Diversi fattori concorrono al costante indebolimento della componente della ricchezza delle famiglie italiane custodita nella cassaforte immobiliare. Intanto l’inflazione, che ha divorato quel poco di crescita nominale – l’1,1% nel 2023 secondo quanto riporta la relazione annuale di Bankitalia, in calo dal 2,1% del 2022 – facendo sprofondare i pezzi reali, e quindi il valore dello stock. Il grafico sopra a sinistra ci comunica infatti che i prezzi reali stano 10 punti sotto l’indice 100 del 2015, e questo calo si è consumato nell’ultimo biennio.
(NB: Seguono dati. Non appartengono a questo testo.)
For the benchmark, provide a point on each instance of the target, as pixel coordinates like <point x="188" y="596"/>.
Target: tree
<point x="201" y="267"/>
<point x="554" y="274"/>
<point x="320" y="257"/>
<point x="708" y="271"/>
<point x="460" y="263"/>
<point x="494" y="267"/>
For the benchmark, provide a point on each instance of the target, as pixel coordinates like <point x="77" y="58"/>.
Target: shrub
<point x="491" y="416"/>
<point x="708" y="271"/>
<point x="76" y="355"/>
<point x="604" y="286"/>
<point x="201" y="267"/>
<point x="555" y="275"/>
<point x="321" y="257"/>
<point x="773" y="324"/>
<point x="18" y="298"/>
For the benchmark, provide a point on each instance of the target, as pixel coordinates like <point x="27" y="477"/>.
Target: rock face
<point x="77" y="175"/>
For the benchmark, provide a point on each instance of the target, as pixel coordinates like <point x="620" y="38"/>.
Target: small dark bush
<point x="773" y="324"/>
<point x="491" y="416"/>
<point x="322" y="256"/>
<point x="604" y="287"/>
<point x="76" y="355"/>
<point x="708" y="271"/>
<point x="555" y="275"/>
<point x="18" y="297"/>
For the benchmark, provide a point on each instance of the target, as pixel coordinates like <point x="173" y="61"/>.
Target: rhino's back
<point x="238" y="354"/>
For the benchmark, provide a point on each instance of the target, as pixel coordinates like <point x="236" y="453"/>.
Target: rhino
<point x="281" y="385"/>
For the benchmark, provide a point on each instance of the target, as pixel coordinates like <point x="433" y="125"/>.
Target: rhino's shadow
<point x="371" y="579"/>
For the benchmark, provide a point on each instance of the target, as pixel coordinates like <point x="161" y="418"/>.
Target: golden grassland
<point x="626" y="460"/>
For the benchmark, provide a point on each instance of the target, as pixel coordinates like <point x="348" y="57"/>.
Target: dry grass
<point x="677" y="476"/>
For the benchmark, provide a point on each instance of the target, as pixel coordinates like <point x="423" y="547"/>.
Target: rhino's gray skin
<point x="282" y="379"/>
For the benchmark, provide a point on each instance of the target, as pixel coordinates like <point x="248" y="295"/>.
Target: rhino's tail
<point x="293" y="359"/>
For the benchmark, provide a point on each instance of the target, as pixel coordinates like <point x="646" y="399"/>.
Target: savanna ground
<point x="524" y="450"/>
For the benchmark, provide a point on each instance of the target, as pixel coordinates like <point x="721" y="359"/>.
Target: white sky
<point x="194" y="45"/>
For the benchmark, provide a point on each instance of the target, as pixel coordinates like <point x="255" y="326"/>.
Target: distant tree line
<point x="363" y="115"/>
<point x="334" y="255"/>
A questa difficoltà congiunturale se ne aggiunge un’altra, determinata stavolta dal mercato del credito. Bankitalia osserva che trovare mutui è diventato più complicato, sia perché sono più cari, e quindi meno popolari, sia perché le banche hanno irrigidito i criteri di concessione per ragioni prudenziali. Il calo delle compravendite, poco meno del 10%, che ne è derivato ha ovviamente indebolito i prezzi, cresciuti solo dell’1,3 nel 2023 rispetto al 3,8 del 2022, con la componente delle abitazioni di nuova costruzione a guidare i ribassi.
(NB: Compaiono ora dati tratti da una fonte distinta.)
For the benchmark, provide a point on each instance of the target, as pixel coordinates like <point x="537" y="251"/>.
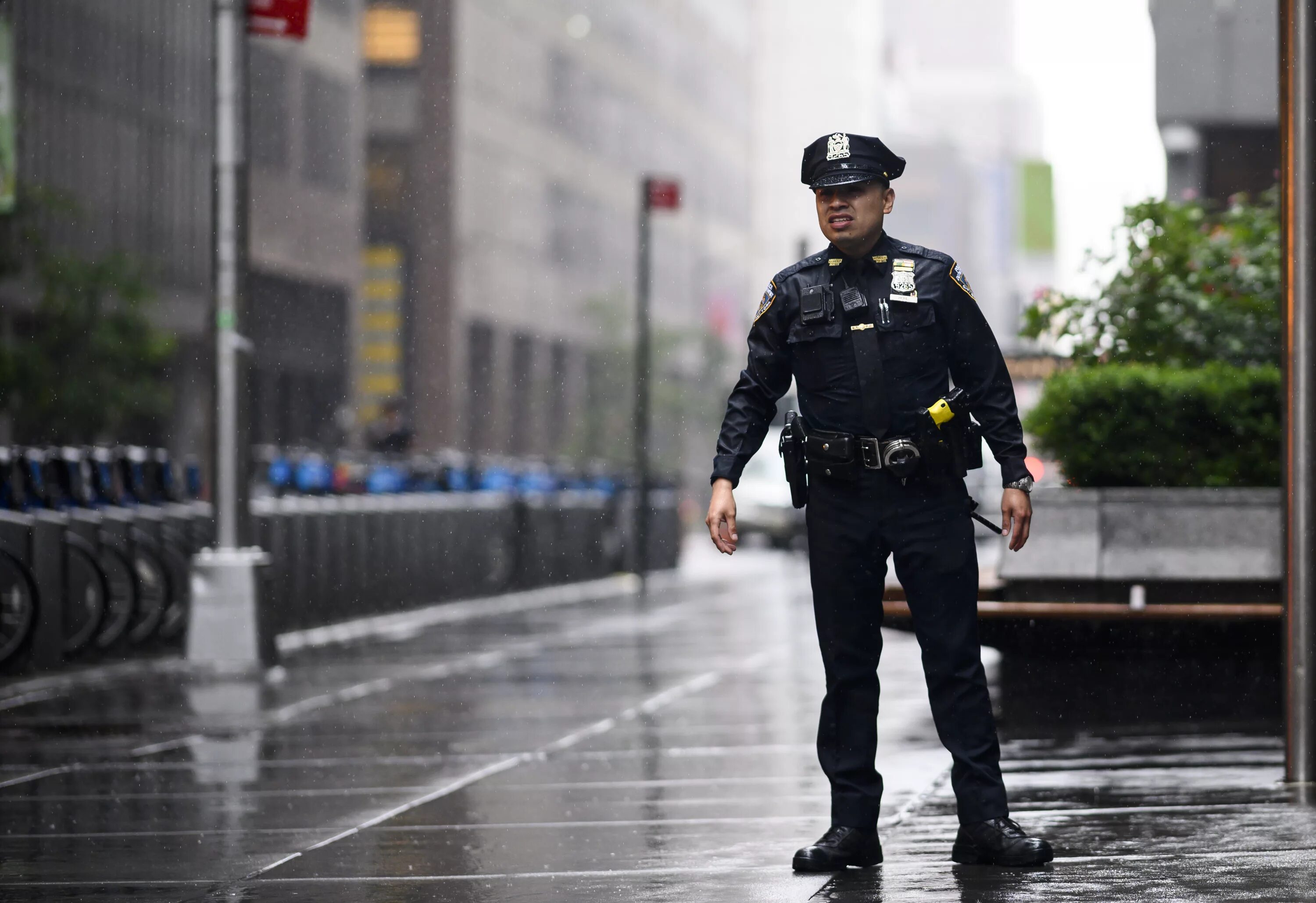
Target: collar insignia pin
<point x="839" y="146"/>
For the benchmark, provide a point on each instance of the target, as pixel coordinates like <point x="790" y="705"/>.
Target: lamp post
<point x="654" y="194"/>
<point x="224" y="618"/>
<point x="1298" y="236"/>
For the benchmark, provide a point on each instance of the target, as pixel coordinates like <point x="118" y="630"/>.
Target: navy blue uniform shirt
<point x="931" y="332"/>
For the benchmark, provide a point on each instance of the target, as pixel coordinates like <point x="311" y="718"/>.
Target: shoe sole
<point x="965" y="855"/>
<point x="806" y="865"/>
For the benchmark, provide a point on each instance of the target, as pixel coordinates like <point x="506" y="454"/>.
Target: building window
<point x="479" y="383"/>
<point x="560" y="374"/>
<point x="391" y="37"/>
<point x="327" y="107"/>
<point x="523" y="390"/>
<point x="269" y="112"/>
<point x="340" y="8"/>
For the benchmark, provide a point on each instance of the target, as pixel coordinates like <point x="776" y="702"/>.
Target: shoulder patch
<point x="919" y="250"/>
<point x="961" y="279"/>
<point x="766" y="302"/>
<point x="812" y="260"/>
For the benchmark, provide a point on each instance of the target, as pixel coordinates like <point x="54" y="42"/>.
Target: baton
<point x="973" y="513"/>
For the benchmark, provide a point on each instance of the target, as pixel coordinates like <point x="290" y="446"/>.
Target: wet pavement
<point x="590" y="744"/>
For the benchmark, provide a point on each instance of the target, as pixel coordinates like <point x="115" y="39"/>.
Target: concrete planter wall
<point x="1184" y="544"/>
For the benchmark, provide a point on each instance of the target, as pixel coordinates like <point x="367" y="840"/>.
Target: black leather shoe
<point x="839" y="848"/>
<point x="999" y="842"/>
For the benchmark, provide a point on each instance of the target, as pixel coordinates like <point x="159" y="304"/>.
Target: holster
<point x="791" y="448"/>
<point x="956" y="446"/>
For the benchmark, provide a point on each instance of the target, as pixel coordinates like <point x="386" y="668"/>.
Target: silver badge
<point x="766" y="302"/>
<point x="839" y="146"/>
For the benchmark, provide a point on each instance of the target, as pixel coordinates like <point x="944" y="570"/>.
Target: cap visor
<point x="848" y="178"/>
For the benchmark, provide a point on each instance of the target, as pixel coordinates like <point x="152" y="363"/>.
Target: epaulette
<point x="906" y="248"/>
<point x="812" y="260"/>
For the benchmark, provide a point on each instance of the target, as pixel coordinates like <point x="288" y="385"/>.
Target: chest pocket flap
<point x="808" y="332"/>
<point x="907" y="318"/>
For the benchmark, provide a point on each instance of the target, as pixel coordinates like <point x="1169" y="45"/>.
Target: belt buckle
<point x="870" y="453"/>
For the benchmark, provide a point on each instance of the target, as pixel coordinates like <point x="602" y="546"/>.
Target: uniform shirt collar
<point x="881" y="250"/>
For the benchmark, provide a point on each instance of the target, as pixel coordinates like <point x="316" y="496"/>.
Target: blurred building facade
<point x="1218" y="95"/>
<point x="507" y="140"/>
<point x="969" y="123"/>
<point x="115" y="116"/>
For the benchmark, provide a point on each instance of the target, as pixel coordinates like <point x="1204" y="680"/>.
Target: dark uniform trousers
<point x="852" y="528"/>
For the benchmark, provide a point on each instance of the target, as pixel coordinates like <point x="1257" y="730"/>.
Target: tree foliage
<point x="1199" y="285"/>
<point x="87" y="365"/>
<point x="1145" y="425"/>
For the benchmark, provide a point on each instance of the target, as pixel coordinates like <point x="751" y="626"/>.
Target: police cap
<point x="843" y="160"/>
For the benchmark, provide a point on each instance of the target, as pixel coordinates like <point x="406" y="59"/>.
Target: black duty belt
<point x="843" y="455"/>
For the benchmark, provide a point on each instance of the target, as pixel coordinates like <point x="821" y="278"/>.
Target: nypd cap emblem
<point x="839" y="146"/>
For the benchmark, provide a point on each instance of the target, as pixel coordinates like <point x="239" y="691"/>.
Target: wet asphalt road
<point x="589" y="744"/>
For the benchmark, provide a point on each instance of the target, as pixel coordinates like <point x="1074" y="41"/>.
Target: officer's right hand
<point x="722" y="518"/>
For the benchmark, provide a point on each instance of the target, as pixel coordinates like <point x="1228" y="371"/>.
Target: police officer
<point x="873" y="329"/>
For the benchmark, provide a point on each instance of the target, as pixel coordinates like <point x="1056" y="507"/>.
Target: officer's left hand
<point x="1016" y="513"/>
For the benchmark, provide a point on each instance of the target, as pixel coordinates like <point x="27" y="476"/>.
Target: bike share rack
<point x="97" y="544"/>
<point x="94" y="555"/>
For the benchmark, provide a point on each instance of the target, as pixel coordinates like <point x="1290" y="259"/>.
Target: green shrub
<point x="1195" y="283"/>
<point x="1148" y="425"/>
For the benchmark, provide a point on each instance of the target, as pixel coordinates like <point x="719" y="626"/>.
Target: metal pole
<point x="643" y="366"/>
<point x="1298" y="224"/>
<point x="229" y="32"/>
<point x="225" y="625"/>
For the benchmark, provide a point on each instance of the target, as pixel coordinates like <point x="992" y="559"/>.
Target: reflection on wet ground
<point x="610" y="747"/>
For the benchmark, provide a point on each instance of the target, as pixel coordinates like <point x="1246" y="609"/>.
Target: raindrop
<point x="578" y="27"/>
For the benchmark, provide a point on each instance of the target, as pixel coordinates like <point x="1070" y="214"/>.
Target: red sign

A fronte di questi andamenti, ossia un mercato delle compravendite più rigido, si sono osservate tendenze al rialzo dei canoni di locazione, che già si notavano da alcuni mesi, mentre la domanda di nuove abitazioni rimane debole.
Se guardiamo oltre la congiuntura, che comunque rimane avversa, ci sono altre ragioni che complicano le prospettive per la ricchezza immobiliare degli italiani. La normativa europea per l’efficientamento energetico delle abitazioni, infatti, solleva parecchi interrogativi sulle quotazioni prossime venture di molta parte dello stock immobiliare italiano, del quale solo il 12 per cento risulta avere una classe energetica efficiente, quindi fra il livello A1 e A4. La gran parte, il 53%, si colloca nelle classi più basse (G ed F) e questo genera un differenziale nelle quotazioni di prezzi fra le categorie migliori e quelle peggiori che può arrivare al 25% nella media nazionale.
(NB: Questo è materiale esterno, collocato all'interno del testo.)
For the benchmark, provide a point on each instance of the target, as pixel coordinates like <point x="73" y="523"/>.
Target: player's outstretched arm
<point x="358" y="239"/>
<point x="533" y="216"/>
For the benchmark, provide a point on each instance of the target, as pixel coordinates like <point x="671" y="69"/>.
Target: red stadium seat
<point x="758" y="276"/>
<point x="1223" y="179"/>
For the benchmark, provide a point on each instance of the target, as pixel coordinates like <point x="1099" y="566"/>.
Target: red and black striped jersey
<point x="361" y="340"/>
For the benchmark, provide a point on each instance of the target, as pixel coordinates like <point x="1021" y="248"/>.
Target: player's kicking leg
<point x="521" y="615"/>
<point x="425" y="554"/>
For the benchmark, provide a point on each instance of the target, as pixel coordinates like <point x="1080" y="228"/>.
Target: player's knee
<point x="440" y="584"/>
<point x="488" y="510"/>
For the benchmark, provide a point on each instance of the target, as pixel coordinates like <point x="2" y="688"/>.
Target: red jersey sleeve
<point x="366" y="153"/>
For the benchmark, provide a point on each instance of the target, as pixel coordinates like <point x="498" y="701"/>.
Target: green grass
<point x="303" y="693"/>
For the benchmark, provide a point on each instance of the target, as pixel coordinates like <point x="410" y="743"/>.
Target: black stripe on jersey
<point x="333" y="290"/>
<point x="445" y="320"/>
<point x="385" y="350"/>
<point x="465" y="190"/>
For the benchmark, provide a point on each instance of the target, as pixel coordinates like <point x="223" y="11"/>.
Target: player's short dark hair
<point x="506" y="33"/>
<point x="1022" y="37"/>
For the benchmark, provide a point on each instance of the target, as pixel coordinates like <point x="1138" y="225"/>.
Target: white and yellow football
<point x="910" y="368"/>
Poiché la normativa prevede che si arrivi a una riduzione delle emissioni generate dalle abitazioni, che peserebbe il 12,5% delle emissioni complessivi di gas serra secondo ISPRA, entro il 2035, chi per allora non avrà adeguato – investendo quindi risorse – il proprio immobile rischia una notevole erosione della propria ricchezza immobiliare. E poiché per allora pagheremo ancora i danni provocati dal Superbonus, sarà difficile che dal governo arrivino aiuti a pioggia.
Gli effetti di queste prospettive si inizieranno a vedere già da adesso. Chi compra una casa, specie se non di nuova costruzione, tenderà a valutare nel prezzo lo stato energetico dell’immobile, provando a scontare dal prezzo il costo dei lavori di adeguamento. Quindi poca domanda, poco credito e prezzi depressi dai costi futuri di adeguamento. La condizione ideale per rallegrare un mercato.